Victor Nuñez

Victor Nunez (born 1945) is a film director, professor at the Florida State University College of Motion Picture, Television and Recording Arts, and a founding member of the Independent Feature Project. He is best known for directing Ulee's Gold, a critically acclaimed movie starring Peter Fonda and Patricia Richardson.[1][2][3][4] Nunez was inducted into the Florida Artists Hall of Fame in 2008[5] and Academy of Motion Picture Arts and Sciences in 2016.[6]

Victor Nunez
Born1945 (age 7576)
OccupationFilm director, screenwriter, editor, cinematographer, professor

Education and early career

Nunez grew up in Peru and Tallahassee, Florida. He received his undergraduate degree from Antioch College where he made his first fictional shorts, "Fairground" (1968) and "Taking Care of Mother Baldwin" (1970). At the UCLA Film School, Nunez received an MFA in film directing with his thesis short film, "Charly Benson's Return to the Sea" (1972), and went on to make another short, "A Circle in the Fire" (1974).

Gal Young Un

Nunez made his feature debut in 1979 with the film Gal Young Un, which premiered at the 1979 New York Film Festival. Gal Young Un, based on the short story by Marjorie Kinnan Rawlings, centers on a spinster woman who lives alone in the woods of north Florida until she is swept off her feet by an opportunistic bootlegger, Trax. He marries her for her place and her daddy's money and her cooking and cleaning, which she freely shares. Inevitably, he shows his true colors in a variety of ways. One day Trax brings home a very young woman with clear intentions of keeping her as a mistress (a gal young 'un) in the older woman's house. Business takes him elsewhere and the two woman are left alone in the woods together to come to terms with their shared exploitation by Trax.
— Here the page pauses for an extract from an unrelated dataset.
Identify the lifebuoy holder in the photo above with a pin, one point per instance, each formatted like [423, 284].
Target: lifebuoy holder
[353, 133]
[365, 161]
Vincent Canby writing in the New York Times called Gal Young Un

"An astonishingly good first feature."[7]

The film was seminal in the early movement of American Independent Cinema. In 2006 Emanuel Levy wrote:

"Victor Nunez's first feature, Gal Young Un, which he wrote, directed, shot, and edited, helped to shape regional cinema within the larger independent movement. The period details are striking, particularly Nunez' camera work."[8]

A Flash of Green

Based on a novel by John D. MacDonald and starring Ed Harris, premiered at the 1984 New York Film Festival . A story about saving an unspoiled bay from greedy developers, and ending with a story about a man trying to save himself from his own greed.

Vincent Canby wrote:

"Mr. Nunez does not make simple films. The film is the second feature to be written and directed by Mr. Nunez, the Florida film maker who delivered a bona fide green flash with Gal Young 'Un, his spare, beautiful adaptation of the Marjorie Kinnan Rawlings story. A Flash of Green is not perfect, but it is provocative and nearly always intelligent."[9]

Ruby in Paradise

In 1993 he made Ruby in Paradise, which starred Ashley Judd, in her first leading role, and also future Academy nominated filmmaker Todd Field. The film won the Grand Jury Prize at the 1993 Sundance Film Festival.

Roger Ebert wrote:

"Ruby in Paradise" is a breathtaking movie... the writing, the acting, the lighting, the direction - you will be looking at a movie that knows exactly what it is about, and how to achieve it. "Ruby in Paradise" was written, directed and edited by Victor Nunez, a Floridian whose previous films, "Gal Young Un" and "A Flash of Green," showed a deep sympathy with his characters. Nunez cares about his people - what they need and how they feel."[10]

Ulee's Gold

Peter Fonda plays Ulee (short for Ulysses) Jackson, a Vietnam veteran, widower and grandfather. He is a beekeeper by profession, who raises two granddaughters, Jessica Biel and Vanessa Zima, because his son, Tom Wood, is in prison and his daughter-in-law Christine Dunford, a drug addict, has run away. Fonda was nominated for an Academy Award for Best Actor.

Kenneth Turan wrote:

"There is a quality about this film's use of deliberation that comes at times wonderfully close to magic."[11]

Sundance Film Festival

Nunez is one of the founding members of the Utah/US Film Festival which was renamed the Sundance Film Festival in 1991.